Each year in January, our U.S. Equity Strategy publishes a list of their top ten high conviction calls for the year ahead. The objective is to highlight calls with staying power, rather than simply chasing short-term momentum.
Here follows a bullet point list of BCA 2015 overweight/underweight list. To find more about these calls go to their blog here.
- Health Care Facilities – Overweight
- Hypermarkets – Overweight
- Financial – Overweight
- Home building – Overweight
- Software – Overweight
- Construction & Engineering – Overweight
- Semiconductors – Underweight
- Industrial Machinery – Underweight
- Auto Components – Underweight
- Small Caps Vs. Large Caps
Next week I will look into some equity charts (in 2015 I’m going to talk more and more about equities in this blog) starting from the ideas provided by BCA.
Let’s see if there are technical setups that reflect the weights given by BCA Research US equity Strategies. For the time being, I’ll keep you posted.
THERE WAS A PLACE FOR DREAMERS
In the imagination of traders like me that never had the opportunity to trade from the pit, the floor has represented a kind of special place – a parallel world to remind us that markets are made by humans.
The floor was the place for dreamers. It was the place for entrepreneurs, because that’s what independent traders really were. It was a place where a guy that never graduated from high school, but had his wits about him, and a high appetite for risk could make a living. Some even got rich.
The floor was a place for everyone and anyone. It was like America, democratic. All walks of life. All you needed was enough money to rent a seat and you were a trader. No special qualification or certification. No degree. Sure, there were cliques. It was clubby. Not everyone was ethical. Not everyone liked everyone else. There were fights. But, the floor reminds me of startup companies today.
From The End of The Pits
INVESTING INVOLVES BUYING, SELLING AND ALSO HOLDING CASH FOR TIMES OF LOW MARKET SENTIMENT
Chris, founder of Financial Orbit is one of the most prolific investment bloggers on the web that I know. Recently he has become also Yahoo Finance contributor. Here is one of his posts from this past week that makes me reconsider my short and medium term bias in US equities.

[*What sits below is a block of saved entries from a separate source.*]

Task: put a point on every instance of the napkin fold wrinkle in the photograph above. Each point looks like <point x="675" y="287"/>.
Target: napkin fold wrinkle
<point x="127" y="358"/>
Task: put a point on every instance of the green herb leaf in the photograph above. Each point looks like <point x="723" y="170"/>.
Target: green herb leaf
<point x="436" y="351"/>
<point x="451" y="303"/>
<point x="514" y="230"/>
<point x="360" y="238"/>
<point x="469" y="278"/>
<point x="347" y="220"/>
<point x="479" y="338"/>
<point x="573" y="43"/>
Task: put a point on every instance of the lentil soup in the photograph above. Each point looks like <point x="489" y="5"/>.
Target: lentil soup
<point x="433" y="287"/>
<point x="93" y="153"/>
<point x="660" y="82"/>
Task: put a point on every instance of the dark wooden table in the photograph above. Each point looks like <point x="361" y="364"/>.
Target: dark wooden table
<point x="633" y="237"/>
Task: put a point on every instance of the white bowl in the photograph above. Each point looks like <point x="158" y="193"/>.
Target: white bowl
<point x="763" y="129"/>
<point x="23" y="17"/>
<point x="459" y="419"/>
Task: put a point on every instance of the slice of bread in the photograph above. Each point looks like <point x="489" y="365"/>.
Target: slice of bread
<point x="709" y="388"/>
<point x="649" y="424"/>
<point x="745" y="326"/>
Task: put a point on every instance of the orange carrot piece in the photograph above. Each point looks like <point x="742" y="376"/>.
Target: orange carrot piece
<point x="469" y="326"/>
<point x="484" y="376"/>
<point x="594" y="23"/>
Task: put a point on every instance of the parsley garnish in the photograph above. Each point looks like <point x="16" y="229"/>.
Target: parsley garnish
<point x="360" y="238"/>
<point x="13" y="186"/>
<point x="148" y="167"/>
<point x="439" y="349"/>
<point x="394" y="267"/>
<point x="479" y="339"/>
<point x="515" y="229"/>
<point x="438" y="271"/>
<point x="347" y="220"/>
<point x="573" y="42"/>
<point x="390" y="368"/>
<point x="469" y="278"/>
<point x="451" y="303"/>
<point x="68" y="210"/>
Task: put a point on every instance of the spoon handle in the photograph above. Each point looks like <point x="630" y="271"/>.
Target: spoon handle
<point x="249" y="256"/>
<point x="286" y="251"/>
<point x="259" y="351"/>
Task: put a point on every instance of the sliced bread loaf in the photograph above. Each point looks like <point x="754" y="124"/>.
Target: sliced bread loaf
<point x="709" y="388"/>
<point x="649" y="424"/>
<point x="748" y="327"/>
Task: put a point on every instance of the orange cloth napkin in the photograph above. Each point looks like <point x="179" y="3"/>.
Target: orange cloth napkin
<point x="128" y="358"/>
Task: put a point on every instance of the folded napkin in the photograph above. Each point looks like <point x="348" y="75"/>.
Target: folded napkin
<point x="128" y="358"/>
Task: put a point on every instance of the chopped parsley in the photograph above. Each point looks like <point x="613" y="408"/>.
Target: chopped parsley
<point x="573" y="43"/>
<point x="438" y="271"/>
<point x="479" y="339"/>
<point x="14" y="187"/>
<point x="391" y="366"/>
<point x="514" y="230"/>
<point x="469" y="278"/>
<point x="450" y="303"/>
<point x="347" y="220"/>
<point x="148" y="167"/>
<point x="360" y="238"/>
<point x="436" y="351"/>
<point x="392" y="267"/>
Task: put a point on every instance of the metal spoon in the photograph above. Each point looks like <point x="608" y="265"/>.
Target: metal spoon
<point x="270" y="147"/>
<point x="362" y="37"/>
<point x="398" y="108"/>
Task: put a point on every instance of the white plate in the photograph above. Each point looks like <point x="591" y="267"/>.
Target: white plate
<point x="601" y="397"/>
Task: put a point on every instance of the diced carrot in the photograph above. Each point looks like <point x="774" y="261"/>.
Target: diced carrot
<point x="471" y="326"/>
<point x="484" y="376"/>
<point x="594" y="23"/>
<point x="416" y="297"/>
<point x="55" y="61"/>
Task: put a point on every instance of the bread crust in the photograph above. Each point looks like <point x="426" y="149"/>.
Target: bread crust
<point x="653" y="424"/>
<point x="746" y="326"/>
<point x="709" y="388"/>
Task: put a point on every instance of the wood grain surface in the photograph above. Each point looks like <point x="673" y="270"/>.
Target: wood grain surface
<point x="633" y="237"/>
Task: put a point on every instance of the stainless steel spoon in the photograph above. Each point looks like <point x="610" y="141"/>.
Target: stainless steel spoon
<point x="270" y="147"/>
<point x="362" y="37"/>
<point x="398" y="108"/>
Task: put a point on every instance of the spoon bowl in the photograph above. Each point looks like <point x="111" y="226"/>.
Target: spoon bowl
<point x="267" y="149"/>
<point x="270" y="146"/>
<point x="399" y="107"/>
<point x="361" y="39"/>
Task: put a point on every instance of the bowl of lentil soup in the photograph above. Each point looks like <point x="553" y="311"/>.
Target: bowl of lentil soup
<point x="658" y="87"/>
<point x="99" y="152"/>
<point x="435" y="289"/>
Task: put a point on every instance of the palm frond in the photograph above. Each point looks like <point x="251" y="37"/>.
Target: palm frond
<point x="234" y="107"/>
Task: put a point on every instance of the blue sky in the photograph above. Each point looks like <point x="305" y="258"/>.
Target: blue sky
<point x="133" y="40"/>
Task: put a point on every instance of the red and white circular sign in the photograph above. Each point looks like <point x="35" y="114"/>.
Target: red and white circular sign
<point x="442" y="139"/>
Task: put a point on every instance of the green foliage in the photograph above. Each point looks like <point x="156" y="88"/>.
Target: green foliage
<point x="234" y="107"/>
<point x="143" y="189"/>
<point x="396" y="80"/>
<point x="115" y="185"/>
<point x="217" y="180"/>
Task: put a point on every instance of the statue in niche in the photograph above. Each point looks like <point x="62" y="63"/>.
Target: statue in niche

No indicator is flawless, but a collapse in the bull-bear spread shows that some of the realities I see in the global economy are starting to impact the opinions and investment sentiment of US investors who – quite rightly – may initially ignore developments ‘over there’ in the Eurozone given America’s far superior growth over recent years.
From my perspective 2015 is going to see a volatile market, which offers far more compelling conditions to the average stock picker or active manager. A fall in market sentiment can only be good news for this view.